Cell cycle parameters are altered in cytokinin-deficient shoot organs. Histograms of nuclear DNA distribution in wild-type and 35S:CKX1-expressing tobacco plants. Pooled apices and pooled leaves of different developmental stages (leaf 1 being the youngest visible leaf) were analysed using juvenile (4-week-old plants with 4–5 leaves) and mature (15-week-old plants with 20–22 leaves) plants. The x- and y-axis show DNA fluorescence (log scale) and the frequency of stained nuclei, respectively. For each sample, 5000–10 000 nuclei were analysed. Samples consisted of pooled tissues from 5 to 10 plants.

Fig. 4.

Maximum quantum yield (F_v/F_m) of PSII in source and sink leaves of wild-type and cytokinin-deficient tobacco plants. Data represent mean values ±SD (n ≥30). Representative results from two independent measurements are shown. Pairwise Student's t-test was used to compare values with the wild type. *, P < 0.05; **, P < 0.01. WT, Wild type.

Fig. 5.

Non-photochemical quenching of chlorophyll fluorescence (qN) in source and sink leaves of wild-type and cytokinin-deficient tobacco plants. Data represent mean values ±SD (n=3–6). Representative results from two independent measurements are shown. Pairwise Student's t-test was used to compare values with the wild type. *, P < 0.05; **, P < 0.01. WT, Wild type.

Fig. 6.

Contents of carbohydrates in sink and source tissues of wild-type and cytokinin-deficient tobacco plants. Data represent mean values ±SD (n=6). Representative results from three independent experiments are shown.
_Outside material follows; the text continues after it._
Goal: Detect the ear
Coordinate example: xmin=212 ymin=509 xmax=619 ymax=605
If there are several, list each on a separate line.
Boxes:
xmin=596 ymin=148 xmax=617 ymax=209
Pairwise Student's t-test was used to compare values with the wild type. *, P < 0.05; **, P < 0.01. FW, Fresh weight; WT, wild type.

Fig. 7.

ATP and ADP content in sink and source tissues of wild-type and cytokinin-deficient tobacco plants. Data represent mean values ±SE (n=6–9) of three independent experiments. Pairwise Student's t-test was used to compare values with the wild type. *, P < 0.05; **, P < 0.01. FW, Fresh weight; WT, wild type.

Fig. 8.

Invertase activity in sink and source tissues of wild-type and cytokinin-deficient tobacco plants. Data represent mean values ±SD (n=6). Representative results from three independent experiments are shown. Pairwise Student's t-test was used to compare values with the wild type. *, P < 0.05; **, P < 0.01. C, Cytosolic; CW, cell wall; V, vacuolar; WT, wild type.

Fig. 9.

Activity of PFK, PFP, aldolase, and enolase in sink and source tissues of wild-type and cytokinin-deficient tobacco plants. Data represent mean values ±SD (n=6). Representative results from three independent experiments are shown. Activity of PFP in CKX-expressing source leaves was reduced to detection limit in all replicate measurements. Pairwise Student's t-test was used to compare values with the wild type. *, P < 0.05; **, P < 0.01. WT, Wild type.